Dazwischen Stillstand. Am Bahnsteig warten Männer in Anzügen auf den Zug, sie alle arbeiten in der städtischen Beschwerdestelle. Steife Oberlippe, keine Miene wird verzogen, auch später im Abteil nicht. Ein Scherz des neuen Kollegen mit eisigem Schweigen bestraft. Die ungeschriebenen Regeln der Bürokratie muss sich Peter Wakeling (Alex Sharp) an seinem ersten Arbeitstag erst noch aneignen, die Rituale der Kollegen etwa, die in diesem Mikrokosmos aus klackernden Schreibmaschinen, meterhohen Papieraktenstapeln und einem endlosen Labyrinth aus Türen, Schränken und Tischen nur kleine Rädchen im Getriebe sind.
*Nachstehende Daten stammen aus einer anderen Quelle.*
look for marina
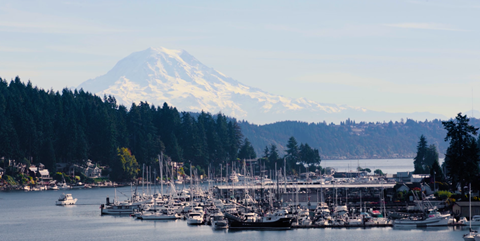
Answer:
[0,187,468,241]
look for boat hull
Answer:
[229,218,292,229]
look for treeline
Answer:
[0,77,242,179]
[239,118,480,160]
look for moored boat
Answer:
[55,193,77,206]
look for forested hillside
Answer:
[0,77,242,176]
[0,77,480,177]
[239,118,480,159]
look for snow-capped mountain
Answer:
[78,48,445,124]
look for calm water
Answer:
[0,185,467,241]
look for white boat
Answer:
[297,210,312,226]
[137,208,182,220]
[333,205,348,216]
[187,212,203,225]
[210,213,228,229]
[70,182,85,189]
[55,193,77,206]
[393,209,455,227]
[57,182,70,189]
[458,215,480,226]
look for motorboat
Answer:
[297,210,312,226]
[463,228,480,241]
[187,212,203,225]
[458,215,480,226]
[225,210,293,229]
[70,182,85,189]
[393,209,455,227]
[100,197,142,215]
[55,193,77,206]
[57,182,70,189]
[137,208,182,220]
[333,205,348,216]
[210,213,228,229]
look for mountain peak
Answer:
[78,47,448,124]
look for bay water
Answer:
[0,160,468,241]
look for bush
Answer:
[434,191,452,200]
[2,175,18,186]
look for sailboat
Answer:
[463,184,478,241]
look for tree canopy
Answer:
[443,113,479,193]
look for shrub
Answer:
[434,191,452,200]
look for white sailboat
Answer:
[55,193,77,206]
[463,184,478,241]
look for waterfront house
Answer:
[396,182,434,195]
[395,172,430,183]
[452,201,480,219]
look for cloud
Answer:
[0,21,127,34]
[383,23,469,31]
[0,47,40,53]
[296,73,389,87]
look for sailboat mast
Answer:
[158,152,163,200]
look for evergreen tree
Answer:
[285,136,299,170]
[413,135,427,174]
[442,113,479,195]
[238,138,257,160]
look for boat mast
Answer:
[190,163,193,211]
[468,183,472,232]
[158,152,163,201]
[142,163,145,195]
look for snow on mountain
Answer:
[78,47,445,124]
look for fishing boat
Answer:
[210,213,228,229]
[393,209,454,227]
[225,213,292,229]
[55,193,77,206]
[187,212,203,225]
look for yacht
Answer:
[297,210,312,226]
[458,215,480,226]
[137,208,182,220]
[210,213,228,229]
[55,193,77,206]
[393,209,455,227]
[225,210,293,229]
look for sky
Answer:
[0,0,480,117]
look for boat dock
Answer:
[215,182,396,190]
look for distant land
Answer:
[239,117,480,160]
[77,47,447,124]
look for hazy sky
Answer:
[0,0,480,117]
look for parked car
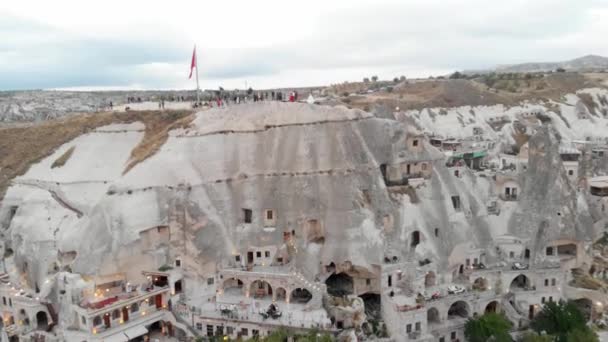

Geleitet wird die Abteilung vom mürrischen Eigenbrötler Mr Williams (Bill Nighy), der sich im Laufe der Jahre perfekt eingefügt hat. Doch dann erhält er eine Krebsdiagnose, nur wenige Monate bleiben ihm. Zunächst zögerlich beginnt Williams seinen Alltagstrott zu durchbrechen, ein bisschen Spaß zu haben. Ist das schon alles, womit will er sich von dieser Welt verabschieden? Er beschließt, sich für den Bau eines Spielplatzes in einer vernachlässigten Wohngegend einzusetzen, sein kleiner Beitrag zu etwas mehr Menschlichkeit. Bei alldem bleibt Williams stets still und würdevoll. Nighy haucht dieser verletzlichen, widersprüchlichen Figur mit subtilem Spiel Leben ein, lässt sie bei allen Schwächen sympathisch erscheinen.
»Living« ist eine Neuinterpretation von Akira Kurosawas Schwarz-Weiß-Drama »Ikiru« aus dem Jahr 1952, das selbst wiederum auf Tolstois Novelle »Der Tod des Iwan Illjitsch« von 1886 beruht. »Living« verlegt die Handlung ins London der frühen 1950er, was erstaunlich gut gelingt, auch weil der Film ansonsten der Vorlage recht treu bleibt. Das Drehbuch zu »Living« verfasste Literaturnobelpreisträger Kazuo Ishiguro, der als britischer Schriftsteller japanischer Herkunft – er wurde 1954 in Nagasaki geboren und kam als Fünfjähriger mit seinen Eltern nach Großbritannien – die Parallelen beider Kulturen wie kaum ein Zweiter herauszuarbeiten versteht. Es kursiert die Anekdote, dass Ishiguro viele Jahre lang vorschwebte, den Klassiker in englischer Sprache neu zu verfilmen mit dem britischen Schauspieler Bill Nighy in der Hauptrolle. Eines Nachts wollte es der Zufall, dass Ishiguro und seine Frau nach einer Party ein Taxi mit Nighy teilten. Der zurückhaltende Schriftsteller wagte es, die Gunst des Moments zu nutzen, und erzählte von seiner Idee. Nur hatte Nighy »Ikiru« nie gesehen, versprach aber, es nachzuholen. Und sagte dann sofort begeistert zu. Für ihre Leistungen wurden beide in diesem Jahr oscarnominiert.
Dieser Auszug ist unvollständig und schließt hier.